Still, I like to imagine what it might be like to have a convenient spot for growing a few things and I fuel these daydreams with books. Here are a few of the ones I’ve enjoyed most in recent days. Whether you actually have a garden or you’re a fantasy gardener like me, they’re all particularly good reads about growing things.
The first book is Apartment Gardening by Amy Pennington. This one came out two years ago and is such a hopeful volume for those us of without a yard (it still doesn’t help me too much, with no balcony and only north-facing windows, but my geography doesn’t stop me from liking it).
It’s the perfect primer for those who are growing edible things in small pots and containers. It will hold your hand through seed starting and hardening off. It contains instructions on how to build planter boxes and worm bins. And, it has a bunch of recipes offering a variety of ways to use up your harvest (I dream of someday making the pea vine dumplings. Don’t they sound wonderful!). It’s a lovely, intuitive book and it perfect for new gardeners.
Gardening for Geeks by Christy Wilhelmi is a more recent release and approaches gardening from a far more scientific perspective. It will help you orient your garden, build your raise beds, test and amend your soil and even figure out your frost dates. There’s lots in here about different styles of gardening (organic, biodynamic, French intensive, etc) and the hows and whys of pruning.
There’s also a stash of recipes towards the back of the book, including sesame roasted radishes and basic instructions for canning up those tomatoes.
If you’re the type who isn’t satisfied by cursory explanations and needs a more thorough discussion of why and how, this book is perfect for you.

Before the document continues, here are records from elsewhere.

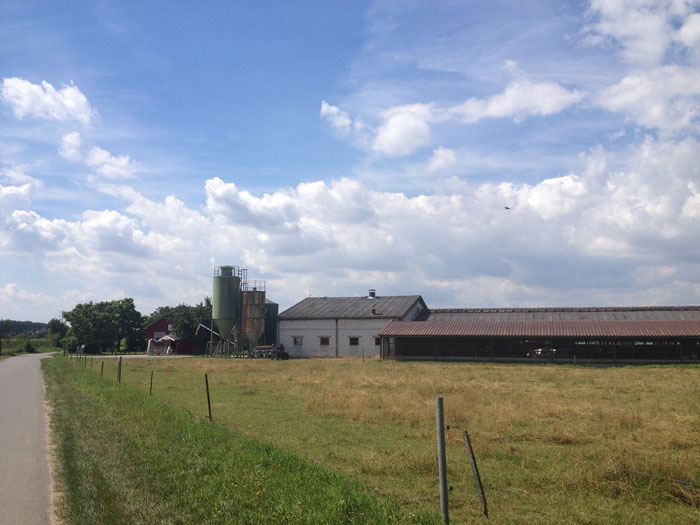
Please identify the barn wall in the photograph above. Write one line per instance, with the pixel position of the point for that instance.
(312, 331)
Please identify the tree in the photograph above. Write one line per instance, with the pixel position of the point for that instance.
(4, 331)
(156, 314)
(186, 319)
(129, 324)
(57, 330)
(102, 326)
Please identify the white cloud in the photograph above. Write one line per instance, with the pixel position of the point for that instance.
(44, 101)
(405, 129)
(338, 118)
(14, 197)
(70, 146)
(442, 158)
(110, 166)
(567, 240)
(106, 164)
(666, 98)
(522, 98)
(17, 175)
(644, 28)
(689, 33)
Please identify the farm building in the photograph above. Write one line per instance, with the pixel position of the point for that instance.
(162, 339)
(343, 326)
(653, 334)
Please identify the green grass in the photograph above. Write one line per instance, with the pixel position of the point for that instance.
(16, 345)
(125, 457)
(558, 444)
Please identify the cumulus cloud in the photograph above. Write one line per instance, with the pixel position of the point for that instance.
(45, 101)
(689, 33)
(70, 146)
(405, 129)
(110, 166)
(338, 118)
(442, 158)
(522, 98)
(645, 29)
(630, 227)
(104, 163)
(667, 98)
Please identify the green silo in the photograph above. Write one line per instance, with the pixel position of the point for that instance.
(225, 300)
(271, 322)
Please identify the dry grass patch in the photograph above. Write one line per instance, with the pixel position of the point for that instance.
(554, 443)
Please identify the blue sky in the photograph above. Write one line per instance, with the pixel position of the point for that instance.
(332, 147)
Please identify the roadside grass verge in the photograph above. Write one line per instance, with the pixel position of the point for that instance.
(555, 444)
(17, 345)
(125, 457)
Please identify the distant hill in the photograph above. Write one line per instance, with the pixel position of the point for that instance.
(19, 327)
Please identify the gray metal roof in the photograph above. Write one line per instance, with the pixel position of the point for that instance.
(543, 328)
(642, 313)
(389, 307)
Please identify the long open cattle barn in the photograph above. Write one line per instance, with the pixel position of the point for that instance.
(600, 335)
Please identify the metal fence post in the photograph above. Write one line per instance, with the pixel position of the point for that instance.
(442, 462)
(206, 381)
(475, 469)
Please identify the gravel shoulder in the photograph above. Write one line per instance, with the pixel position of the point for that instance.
(25, 479)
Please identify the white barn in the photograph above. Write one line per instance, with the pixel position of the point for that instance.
(344, 326)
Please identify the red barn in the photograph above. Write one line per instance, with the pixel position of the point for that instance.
(163, 327)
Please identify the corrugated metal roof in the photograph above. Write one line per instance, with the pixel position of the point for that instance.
(644, 313)
(544, 328)
(389, 307)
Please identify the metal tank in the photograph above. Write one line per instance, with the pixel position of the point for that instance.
(254, 313)
(272, 309)
(225, 302)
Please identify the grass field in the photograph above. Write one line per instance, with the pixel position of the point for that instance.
(124, 457)
(16, 346)
(554, 443)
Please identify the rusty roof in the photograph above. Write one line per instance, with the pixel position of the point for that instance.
(544, 328)
(609, 313)
(389, 307)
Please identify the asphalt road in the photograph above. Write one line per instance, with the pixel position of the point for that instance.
(25, 496)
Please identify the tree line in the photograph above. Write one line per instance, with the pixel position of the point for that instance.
(114, 326)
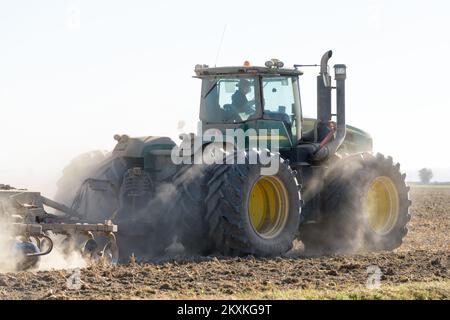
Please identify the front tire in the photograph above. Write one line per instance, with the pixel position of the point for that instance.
(365, 206)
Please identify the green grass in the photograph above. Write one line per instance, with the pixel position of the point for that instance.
(410, 291)
(429, 185)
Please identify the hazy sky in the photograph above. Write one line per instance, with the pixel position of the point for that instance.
(74, 73)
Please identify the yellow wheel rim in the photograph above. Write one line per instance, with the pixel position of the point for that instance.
(382, 205)
(268, 206)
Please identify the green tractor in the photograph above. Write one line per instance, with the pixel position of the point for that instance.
(217, 191)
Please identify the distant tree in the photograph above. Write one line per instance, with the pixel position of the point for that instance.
(425, 175)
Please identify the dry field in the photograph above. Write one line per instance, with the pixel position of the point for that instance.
(417, 270)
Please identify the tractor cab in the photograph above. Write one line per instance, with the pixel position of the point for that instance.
(252, 98)
(269, 98)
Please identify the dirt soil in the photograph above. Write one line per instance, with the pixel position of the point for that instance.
(424, 258)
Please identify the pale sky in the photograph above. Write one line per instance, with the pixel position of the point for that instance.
(74, 73)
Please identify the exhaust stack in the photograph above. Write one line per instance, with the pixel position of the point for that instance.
(324, 106)
(324, 90)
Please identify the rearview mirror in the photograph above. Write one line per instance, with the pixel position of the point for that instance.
(326, 80)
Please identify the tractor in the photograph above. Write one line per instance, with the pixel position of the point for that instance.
(215, 195)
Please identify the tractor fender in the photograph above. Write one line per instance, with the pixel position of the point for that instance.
(141, 146)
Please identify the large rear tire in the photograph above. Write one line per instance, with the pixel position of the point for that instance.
(250, 213)
(365, 205)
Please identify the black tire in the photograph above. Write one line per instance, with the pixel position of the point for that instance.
(346, 224)
(230, 230)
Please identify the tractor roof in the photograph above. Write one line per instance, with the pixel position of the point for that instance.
(205, 71)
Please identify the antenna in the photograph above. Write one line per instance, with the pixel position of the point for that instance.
(220, 45)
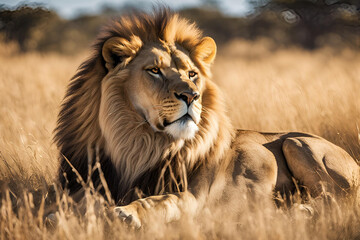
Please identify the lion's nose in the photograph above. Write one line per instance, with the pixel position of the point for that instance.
(188, 97)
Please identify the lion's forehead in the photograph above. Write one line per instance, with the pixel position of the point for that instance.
(165, 58)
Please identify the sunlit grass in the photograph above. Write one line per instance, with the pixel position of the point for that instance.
(267, 90)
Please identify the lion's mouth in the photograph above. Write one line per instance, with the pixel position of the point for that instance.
(183, 119)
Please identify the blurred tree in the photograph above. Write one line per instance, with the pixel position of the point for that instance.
(26, 24)
(316, 20)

Last up is The Complete Kitchen Garden by Ellen Ecker Ogden. The balance of this book swings more heavily towards recipes than garden advice, but for this fantasy gardener, that actually works out pretty well because it means there’s more ways for me to interact with it. Still, it’s got pretty garden layouts, advice for plant rotation and tips for patio gardens.
For those of you who are actually gardening this season, what are your favorite resources for growing advice and wisdom?